History of the Term Missional

There is some debate over the history of the term “missional.” I first heard the concept, although not the term, when I went through the Inquirer’s Class at Perimeter Church (PCA) in 1983. In the class, Randy Pope makes the point that the church is supposed to be both a home to her people and a mission to her community. That is, the purpose of the church can be divided into two parts: 1) A home – this includes worship, nurture, edification, training, etc.. and 2) a mission – the church exists to announce the gospel to its community.

The first time I heard the term "missional" was in listening to and reading information on ministry from Tim Keller. I loved both its corrective to some of the problems I saw in the seeker-church movement as well as its emphasis on reaching the lost with the gospel.

According to an article in Christianity Today, the term “Missional Church” was first used in the book Missional Church: A Vision for the Sending Church in North America, edited by Darrell Gruder in 1998. However, D. A. Carson claims that Tim Keller coined the term “missional” in 1989 (he makes this claim in his lecture Keeping Up the Conversation).

However, it appears both are wrong, Ed Stetzer, who is a missiologist in residence at LifeWay (the publishing arm of the Southern Baptist Church.

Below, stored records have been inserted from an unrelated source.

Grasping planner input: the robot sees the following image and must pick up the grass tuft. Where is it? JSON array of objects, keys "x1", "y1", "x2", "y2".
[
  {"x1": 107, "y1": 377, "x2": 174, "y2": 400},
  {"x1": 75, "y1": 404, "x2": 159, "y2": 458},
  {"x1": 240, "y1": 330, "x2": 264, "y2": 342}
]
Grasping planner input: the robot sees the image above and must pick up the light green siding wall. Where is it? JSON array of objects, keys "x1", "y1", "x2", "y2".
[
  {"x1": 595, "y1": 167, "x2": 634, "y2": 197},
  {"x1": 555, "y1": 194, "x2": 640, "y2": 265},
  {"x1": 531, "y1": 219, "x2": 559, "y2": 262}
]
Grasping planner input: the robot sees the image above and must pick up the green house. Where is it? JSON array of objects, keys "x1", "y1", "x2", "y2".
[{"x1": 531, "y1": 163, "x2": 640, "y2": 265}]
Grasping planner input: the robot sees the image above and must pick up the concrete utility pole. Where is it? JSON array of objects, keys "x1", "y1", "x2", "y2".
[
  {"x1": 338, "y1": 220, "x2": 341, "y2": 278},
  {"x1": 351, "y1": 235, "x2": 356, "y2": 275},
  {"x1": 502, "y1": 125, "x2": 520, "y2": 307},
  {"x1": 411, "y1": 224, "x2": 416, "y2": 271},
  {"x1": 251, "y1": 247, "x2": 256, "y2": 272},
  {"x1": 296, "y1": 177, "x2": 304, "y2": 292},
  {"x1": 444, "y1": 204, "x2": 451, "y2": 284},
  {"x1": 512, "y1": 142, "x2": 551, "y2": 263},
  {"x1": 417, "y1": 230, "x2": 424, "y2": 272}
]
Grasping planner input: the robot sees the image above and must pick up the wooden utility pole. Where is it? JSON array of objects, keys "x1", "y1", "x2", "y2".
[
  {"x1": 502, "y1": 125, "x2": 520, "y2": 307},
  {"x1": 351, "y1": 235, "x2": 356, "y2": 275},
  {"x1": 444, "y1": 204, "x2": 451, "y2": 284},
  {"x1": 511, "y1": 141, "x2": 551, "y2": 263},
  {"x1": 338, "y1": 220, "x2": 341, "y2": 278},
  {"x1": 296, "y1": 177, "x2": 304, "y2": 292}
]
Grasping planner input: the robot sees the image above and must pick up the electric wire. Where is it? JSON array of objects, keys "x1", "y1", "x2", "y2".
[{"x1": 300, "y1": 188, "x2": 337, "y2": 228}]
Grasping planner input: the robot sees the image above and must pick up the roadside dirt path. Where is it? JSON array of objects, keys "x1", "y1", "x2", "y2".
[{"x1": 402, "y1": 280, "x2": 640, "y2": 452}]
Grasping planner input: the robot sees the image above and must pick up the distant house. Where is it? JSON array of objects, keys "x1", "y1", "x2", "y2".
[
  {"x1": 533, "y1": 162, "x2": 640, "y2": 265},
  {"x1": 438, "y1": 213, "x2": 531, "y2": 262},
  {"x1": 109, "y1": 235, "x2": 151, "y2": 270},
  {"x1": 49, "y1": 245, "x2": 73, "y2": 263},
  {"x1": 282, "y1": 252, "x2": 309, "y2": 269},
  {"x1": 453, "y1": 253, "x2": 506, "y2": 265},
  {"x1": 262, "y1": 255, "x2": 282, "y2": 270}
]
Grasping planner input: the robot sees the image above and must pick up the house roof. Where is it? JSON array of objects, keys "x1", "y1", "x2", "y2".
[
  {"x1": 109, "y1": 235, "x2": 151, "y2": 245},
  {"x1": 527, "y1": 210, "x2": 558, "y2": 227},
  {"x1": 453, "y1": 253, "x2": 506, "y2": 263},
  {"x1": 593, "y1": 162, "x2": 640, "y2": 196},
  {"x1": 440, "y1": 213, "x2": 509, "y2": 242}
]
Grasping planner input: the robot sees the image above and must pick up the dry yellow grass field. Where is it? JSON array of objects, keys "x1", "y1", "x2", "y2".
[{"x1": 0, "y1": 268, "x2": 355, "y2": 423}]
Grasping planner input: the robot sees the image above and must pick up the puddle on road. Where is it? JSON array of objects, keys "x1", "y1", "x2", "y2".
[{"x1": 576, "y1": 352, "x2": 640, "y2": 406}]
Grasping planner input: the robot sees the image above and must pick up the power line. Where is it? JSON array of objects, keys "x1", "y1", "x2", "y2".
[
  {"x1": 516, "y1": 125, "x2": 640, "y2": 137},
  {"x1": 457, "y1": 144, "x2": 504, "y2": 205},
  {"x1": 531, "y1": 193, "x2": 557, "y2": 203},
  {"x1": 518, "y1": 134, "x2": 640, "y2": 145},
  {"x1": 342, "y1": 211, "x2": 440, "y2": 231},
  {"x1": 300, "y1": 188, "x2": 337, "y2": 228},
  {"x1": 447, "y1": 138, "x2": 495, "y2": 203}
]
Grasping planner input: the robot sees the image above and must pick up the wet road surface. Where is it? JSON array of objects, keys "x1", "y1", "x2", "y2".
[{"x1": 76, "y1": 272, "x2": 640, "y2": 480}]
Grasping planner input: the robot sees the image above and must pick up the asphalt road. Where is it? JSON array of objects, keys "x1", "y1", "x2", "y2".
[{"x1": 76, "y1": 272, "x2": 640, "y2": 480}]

You can read his blog here) says that the first use of the word (at least in the way it is used today) occurred in a 1983 book by Francis Dubose called God Who Sends. Dubose was a professor at Golden Gate Baptist Seminary, a Southern Baptist Seminary which, according to Al Mohler, "trains clergy in the most conservative branch of a conservative church." Stetzer probably has done more research on the historical use of the term than anyone. He recently spoke at Dallas Theological Seminary’s conference on “Beyond the Church Doors: Developing a Missional Culture in Your Congregation.”

From Stetzer’s sketch of the history, the term was first used at a Southern Baptist Seminary, popularized further by The Gospel and Culture Network, and even further by Tim Keller, and has been used widely by such diverse groups as the Southern Baptist, a keynote address by Randy Pope at the PCA’s General Assembly, Dallas Theological Seminary, the emergent church, and Mark Driscoll and his Acts 29 Network. Furthermore, I as noted above, I have seen the term used positively by such conservative stalwarts as D. A. Carson, John Piper, and Tullian Tchividjian (the successor to James Kennedy at Coral Ridge Presbyterian, PCA, although Tullian prefers the term "missionary minded").

So, if the term is being used so widely by a variety of people in such varying contexts, some question if it is a helpful term. I will address that in a later post.